Sermons

Summary: How do we pass on our faith to the next generations and release them into ministry and leadership?

Sunday July 28, 2002

Psalm 78:1-8

Releasing the NeXt Generation.

World Youth day – it has been amazing to see all these young pilgrims swarming our streets, singing songs of praise on the buses, street cars and subway and attending all the events that celebrate their faith. World youth day has been happening for a number of years now, every second year. We have world youth day because the Pope knows that the future of the church is in the youth – that even a church with such a powerful influence and structure like the Roman Catholic Church is only one generation away from falling apart. All through his papacy, and even as a priest and Bishop, John Paul has placed a strong emphasis on youth, even to the point where now, while his health is failing he has canceled many other things so that he can be well enough to be here for world youth day.

My sense of things is that it is not just the Pope’s dream to see the next Generation built up in the faith, but it is also God’s dream.

Many of you know that we are sending Mary and Julie to The Gathering in Charlottetown this week.
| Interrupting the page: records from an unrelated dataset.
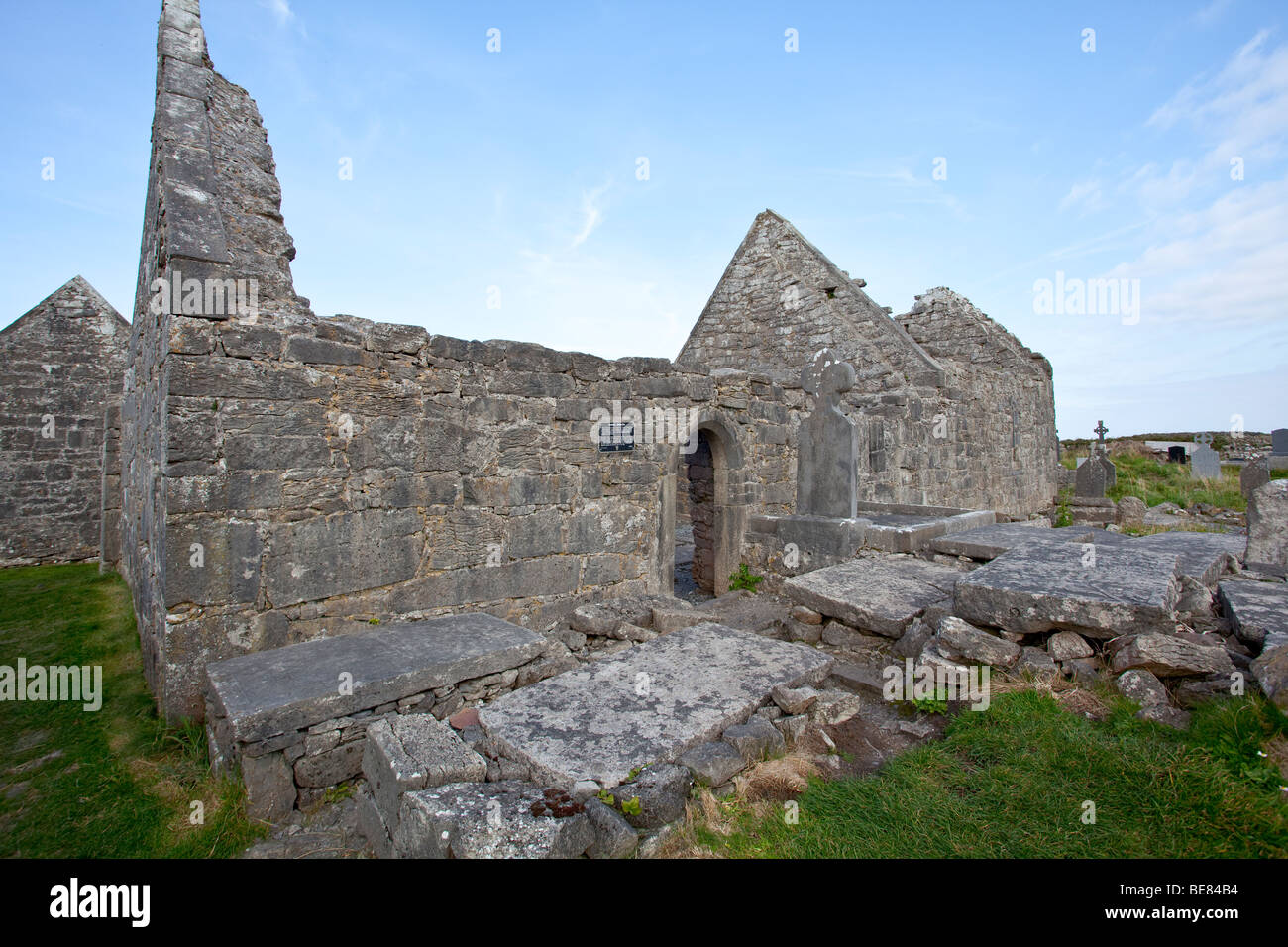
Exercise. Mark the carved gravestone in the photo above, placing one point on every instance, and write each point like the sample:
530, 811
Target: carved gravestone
1102, 449
1093, 478
825, 464
1205, 463
1253, 474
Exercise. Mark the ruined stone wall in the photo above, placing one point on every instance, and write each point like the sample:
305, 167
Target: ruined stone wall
349, 472
60, 368
1003, 405
935, 420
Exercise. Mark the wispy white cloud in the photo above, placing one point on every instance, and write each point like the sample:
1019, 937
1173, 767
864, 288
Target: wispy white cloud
1085, 196
1211, 12
591, 213
281, 11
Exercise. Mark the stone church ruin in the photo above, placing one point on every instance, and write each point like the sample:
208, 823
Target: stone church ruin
286, 476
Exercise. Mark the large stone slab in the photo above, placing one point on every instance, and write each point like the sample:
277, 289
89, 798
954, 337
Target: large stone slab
601, 720
1267, 526
991, 541
1201, 554
907, 528
1098, 590
880, 595
1256, 609
294, 686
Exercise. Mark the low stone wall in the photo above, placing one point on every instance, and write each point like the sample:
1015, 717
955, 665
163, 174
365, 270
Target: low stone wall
294, 720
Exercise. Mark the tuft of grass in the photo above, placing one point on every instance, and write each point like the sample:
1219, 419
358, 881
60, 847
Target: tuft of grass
110, 784
1155, 482
1014, 781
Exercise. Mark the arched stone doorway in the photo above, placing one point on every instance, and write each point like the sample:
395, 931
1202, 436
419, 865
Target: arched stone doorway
712, 476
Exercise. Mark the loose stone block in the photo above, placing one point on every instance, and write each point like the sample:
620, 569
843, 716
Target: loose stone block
652, 703
756, 740
1065, 646
614, 836
1175, 655
991, 541
1098, 590
794, 699
490, 819
269, 788
413, 751
1256, 609
1271, 669
1142, 686
662, 789
712, 763
880, 595
960, 641
1203, 556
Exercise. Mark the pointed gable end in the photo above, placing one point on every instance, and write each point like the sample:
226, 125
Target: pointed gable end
781, 300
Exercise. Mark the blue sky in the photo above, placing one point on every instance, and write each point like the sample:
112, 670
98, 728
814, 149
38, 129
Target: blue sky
518, 169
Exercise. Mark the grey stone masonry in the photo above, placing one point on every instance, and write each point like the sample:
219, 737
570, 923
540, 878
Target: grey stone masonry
1205, 556
291, 688
662, 697
295, 719
949, 407
876, 595
1098, 590
411, 753
60, 372
286, 476
827, 458
991, 541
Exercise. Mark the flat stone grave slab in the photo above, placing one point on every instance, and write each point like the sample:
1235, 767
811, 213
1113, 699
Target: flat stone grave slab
879, 595
1042, 587
601, 720
991, 541
1256, 609
271, 692
1202, 554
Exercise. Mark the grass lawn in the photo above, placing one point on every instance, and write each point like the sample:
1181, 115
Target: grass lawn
108, 784
1012, 783
1155, 482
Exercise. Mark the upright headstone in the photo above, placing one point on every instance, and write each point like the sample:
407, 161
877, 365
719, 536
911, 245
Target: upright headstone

The gatherings are a time when Christian leaders and intercessors from all over Canada gather together to seek God for the Church and for the country of Canada. Unlike most conferences they come with no theme speakers or agenda – the agenda is to seek God on what he wants for us in Canada. At the last Gathering, something amazing happened. David Demian writes: “From the first gathering in Whistler in 1995, our hearts’ longing has been to train and release the younger generation. The Lord has led us on a journey to raise up the covering and protection of true spiritual fathers and mothers in our nation, those who would walk with the younger generation and speak into their lives. This journey reached a climax in September 2001, when more than 110 leaders from across Canada entered a covenant to lay down their lives and ministries for one another to see God’s kingdom advanced in Canada.

Soon after the covenant, the Lord spoke to us that now, with a covering of fathers in place, He desires to release the children to walk with the fathers.”

David, who facilitates the Gatherings, believes that it is at the gathering in Charlottetown that God is going to begin to release the next generation to walk with the fathers and mothers.

Many of you may have seen the latest issue of Spread the Fire which is all about releasing the next Generation of Christian leaders.

As an individualistic and self centered culture, we can often have our minds set on today only: that God’s favorite generation is my generation. But God has a larger view that that people will serve him in this generation, and the next and the next.

Psalm 78:1-8

It may be our hope that Jesus will return within our lifetime, but we must work, plan and prepare as if he will wait another 2000 years before he returns. And the question that Jesus has for us in Luke 18:8 is “When the Son of Man comes, will he find faith on the earth?”

What are we doing to ensure that when Jesus returns, he will find faith in this place? I believe that God is about to do a work among Young adults, but I also know that we cannot just sit back and watch him do it, we need to step into the work that he is doing.

In June 2000 Charisma Magazine published some alarming statistics: “Currently, 88% of America’s 30 Million teenagers don’t go to church. Of the 12% who do, 80% will stop attending before they graduate from High School.”

If this the case, how do we ensure that, as verse 4 says, we are not hiding the powerful works of God from our children, how are we telling them to the next generation in a way that they can hear? How do we reverse the trends and release the next Generation to go further in the Spirit than we have?

The Word for The Boomers

The reason that those of you who are called boomers are called boomers is because you are part of the post-war baby boom, which created the largest generation that North America has ever seen. It also created the powerful youth culture of the Sixties and Seventies. My father and I bracket the Baby Boom. My father just turned 61, and I will be 37 this year. If you are younger than my Dad and older than me, you are a boomer.

It is interesting that when churches started to try to reach the baby boomers in the 80’s, the people in the church that had most difficulty with the change to less formality and contemporary music were not the elderly people – they realized that their time was soon up, and they needed to make room for the youth. The ones with difficulty were the people in their 50’s and 60’s because these people knew that they would have to live with the change for a long time. The strange thing is that now it is the boomers who are in their 50’s!